Where Deep Learning Meets GIS

The field of artificial intelligence (AI) has progressed rapidly in recent years, matching or, in some cases, even surpassing human accuracy at tasks such as image recognition, reading comprehension, and translating text.  The intersection of AI and GIS is creating massive opportunities that weren’t possible before. AI, machine learning, and deep learning are helping us make the world better by helping, for example, to increase crop yield through precision agriculture, understand crime patterns, and predict when the next big storm will hit and being better equipped to handle it.

Broadly speaking, AI is the ability of computers to perform a task that typically requires some level of human intelligence. Machine learning is one type of engine that makes this possible. It uses data-driven algorithms to learn from data to give you the answers that you need. One type of machine learning that has emerged recently is deep learning. Deep learning uses computer-generated neural networks, which are inspired by and loosely resemble the human brain, to solve problems and make predictions.

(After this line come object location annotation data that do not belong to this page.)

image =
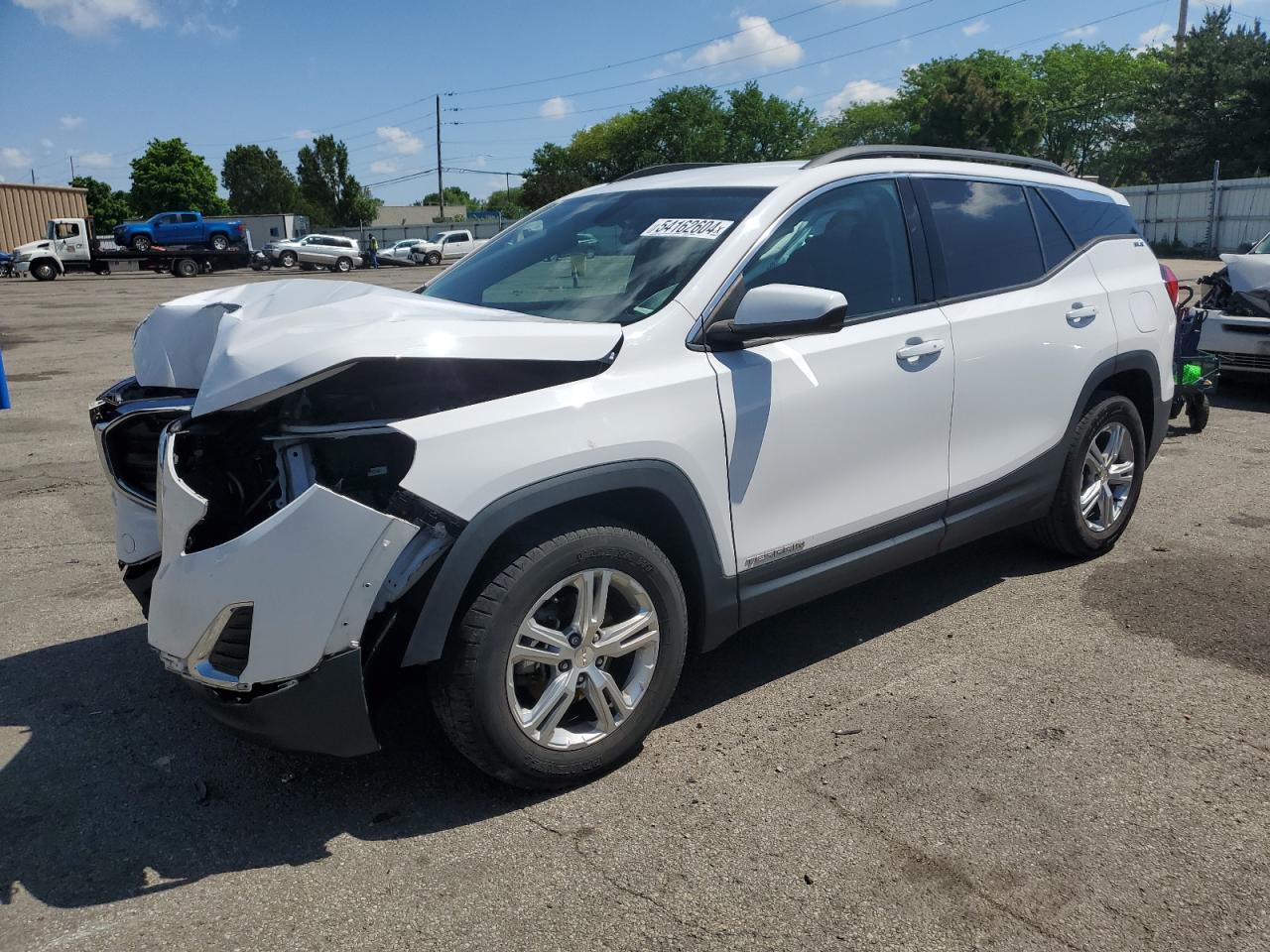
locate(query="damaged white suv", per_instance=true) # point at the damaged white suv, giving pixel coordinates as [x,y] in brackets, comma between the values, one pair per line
[652,413]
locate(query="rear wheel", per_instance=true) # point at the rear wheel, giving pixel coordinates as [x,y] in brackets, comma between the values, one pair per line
[566,660]
[1100,483]
[1198,409]
[44,271]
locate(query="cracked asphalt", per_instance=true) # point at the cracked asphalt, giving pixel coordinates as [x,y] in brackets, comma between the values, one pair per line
[996,749]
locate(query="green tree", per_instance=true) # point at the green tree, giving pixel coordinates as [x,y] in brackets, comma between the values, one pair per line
[507,202]
[107,206]
[168,177]
[762,128]
[985,100]
[1089,96]
[862,125]
[330,194]
[258,181]
[1210,103]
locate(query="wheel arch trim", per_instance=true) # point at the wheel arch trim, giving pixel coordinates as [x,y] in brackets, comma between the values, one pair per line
[717,593]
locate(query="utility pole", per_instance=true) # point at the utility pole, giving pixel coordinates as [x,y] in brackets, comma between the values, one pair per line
[441,180]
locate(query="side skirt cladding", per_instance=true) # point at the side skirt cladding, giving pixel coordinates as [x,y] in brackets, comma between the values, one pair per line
[716,613]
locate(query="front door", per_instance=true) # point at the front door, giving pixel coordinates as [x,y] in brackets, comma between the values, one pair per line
[837,443]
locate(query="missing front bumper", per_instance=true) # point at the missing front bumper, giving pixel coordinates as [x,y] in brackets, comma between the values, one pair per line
[321,712]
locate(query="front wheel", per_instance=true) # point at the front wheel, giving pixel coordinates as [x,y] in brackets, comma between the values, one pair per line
[566,660]
[1101,479]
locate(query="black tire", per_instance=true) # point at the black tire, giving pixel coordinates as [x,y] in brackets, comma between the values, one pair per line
[468,687]
[44,271]
[1065,529]
[1198,409]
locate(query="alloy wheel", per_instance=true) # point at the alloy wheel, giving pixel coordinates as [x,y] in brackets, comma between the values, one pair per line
[581,658]
[1106,477]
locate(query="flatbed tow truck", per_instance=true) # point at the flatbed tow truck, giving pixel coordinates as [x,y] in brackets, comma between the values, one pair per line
[70,246]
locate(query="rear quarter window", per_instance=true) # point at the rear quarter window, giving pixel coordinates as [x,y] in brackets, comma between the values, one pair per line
[1087,214]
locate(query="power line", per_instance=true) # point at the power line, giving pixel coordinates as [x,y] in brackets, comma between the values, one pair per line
[715,64]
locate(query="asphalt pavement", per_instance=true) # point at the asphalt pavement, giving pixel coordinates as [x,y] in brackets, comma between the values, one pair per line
[996,749]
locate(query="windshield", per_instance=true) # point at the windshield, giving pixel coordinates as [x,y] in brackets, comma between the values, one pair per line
[613,258]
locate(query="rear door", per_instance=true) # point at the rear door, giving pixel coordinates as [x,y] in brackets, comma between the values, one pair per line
[1029,318]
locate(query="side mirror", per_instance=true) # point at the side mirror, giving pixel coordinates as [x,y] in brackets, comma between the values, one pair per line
[781,311]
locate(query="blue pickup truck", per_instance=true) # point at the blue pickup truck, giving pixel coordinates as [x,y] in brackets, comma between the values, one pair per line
[189,229]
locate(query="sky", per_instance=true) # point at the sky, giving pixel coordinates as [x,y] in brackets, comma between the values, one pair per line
[96,79]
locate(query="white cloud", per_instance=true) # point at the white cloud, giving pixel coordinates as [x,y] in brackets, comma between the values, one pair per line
[1157,36]
[856,91]
[556,108]
[758,42]
[86,18]
[398,141]
[95,160]
[14,158]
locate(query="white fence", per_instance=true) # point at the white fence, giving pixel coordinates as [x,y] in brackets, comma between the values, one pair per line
[1210,216]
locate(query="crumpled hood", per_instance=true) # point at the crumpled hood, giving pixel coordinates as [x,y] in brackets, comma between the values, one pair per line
[239,343]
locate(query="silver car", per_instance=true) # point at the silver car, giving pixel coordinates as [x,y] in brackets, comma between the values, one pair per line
[333,252]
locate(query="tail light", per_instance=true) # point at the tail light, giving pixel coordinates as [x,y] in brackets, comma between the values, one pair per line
[1170,282]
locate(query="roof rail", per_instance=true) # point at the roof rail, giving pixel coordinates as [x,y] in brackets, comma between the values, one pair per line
[965,155]
[662,169]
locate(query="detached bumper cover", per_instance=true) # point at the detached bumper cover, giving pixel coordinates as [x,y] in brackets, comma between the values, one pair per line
[322,712]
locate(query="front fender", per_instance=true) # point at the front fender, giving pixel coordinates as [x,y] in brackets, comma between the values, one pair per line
[719,612]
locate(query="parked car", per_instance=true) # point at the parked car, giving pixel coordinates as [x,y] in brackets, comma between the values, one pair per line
[175,229]
[400,250]
[333,252]
[445,245]
[547,485]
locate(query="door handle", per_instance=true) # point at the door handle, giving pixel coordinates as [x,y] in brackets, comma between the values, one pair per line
[924,349]
[1080,315]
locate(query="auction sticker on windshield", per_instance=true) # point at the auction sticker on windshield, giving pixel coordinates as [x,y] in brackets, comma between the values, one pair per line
[707,229]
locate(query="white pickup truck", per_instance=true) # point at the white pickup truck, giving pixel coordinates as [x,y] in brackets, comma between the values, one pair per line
[447,244]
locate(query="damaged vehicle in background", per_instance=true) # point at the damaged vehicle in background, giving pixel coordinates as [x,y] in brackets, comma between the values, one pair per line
[1236,309]
[552,472]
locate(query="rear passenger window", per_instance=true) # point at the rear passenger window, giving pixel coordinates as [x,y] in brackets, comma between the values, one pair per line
[1088,214]
[1055,243]
[985,232]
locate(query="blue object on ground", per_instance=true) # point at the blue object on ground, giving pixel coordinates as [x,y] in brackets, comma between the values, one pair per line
[4,386]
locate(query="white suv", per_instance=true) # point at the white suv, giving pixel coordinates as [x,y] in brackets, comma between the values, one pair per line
[648,416]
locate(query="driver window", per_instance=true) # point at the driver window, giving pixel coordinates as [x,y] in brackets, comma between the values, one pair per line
[852,240]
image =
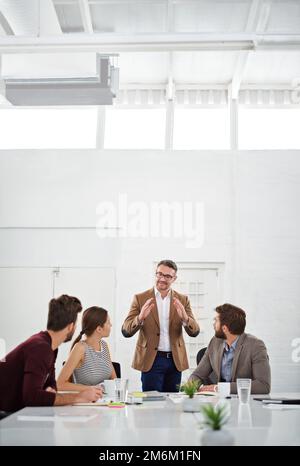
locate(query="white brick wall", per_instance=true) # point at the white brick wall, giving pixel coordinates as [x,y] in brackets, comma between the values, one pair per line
[251,224]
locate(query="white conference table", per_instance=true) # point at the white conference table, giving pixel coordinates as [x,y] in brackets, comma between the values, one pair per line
[154,423]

Machine Learning in ArcGIS

Machine learning has been a core component of spatial analysis in GIS. These tools and algorithms have been applied to geoprocessing tools to solve problems in three broad categories. With classification, you can use vector machine algorithms to create land-cover classification layers. Another example is clustering, which lets you process large quantities of input point data, identify the meaningful clusters within them, and separate them from the sparse noise. Prediction algorithms, such as geographically weighted regression, gives you the ability to model spatially varying relationships. These methods work well in several areas, and their results are interpretable, but they need experts to identify or feed in those factors (or features) that affect the outcome that we’re trying to predict.

The Rise of Deep Learning

Wouldn’t it be great if the machine figured out what those factors/features should be just by looking at the data? That’s where deep learning comes in. It’s inspired by and loosely resembles the human brain. In a deep neural network, there are neurons that respond to stimuli and are connected to each other in layers. Neural networks have been around for decades, but it has been a challenge to train them. Watch the webinar: Integrating Deep Learning with ArcGIS Using Python.

The advent of deep learning can be attributed to three primary developments in recent years—availability of data, fast computing, and algorithmic improvements.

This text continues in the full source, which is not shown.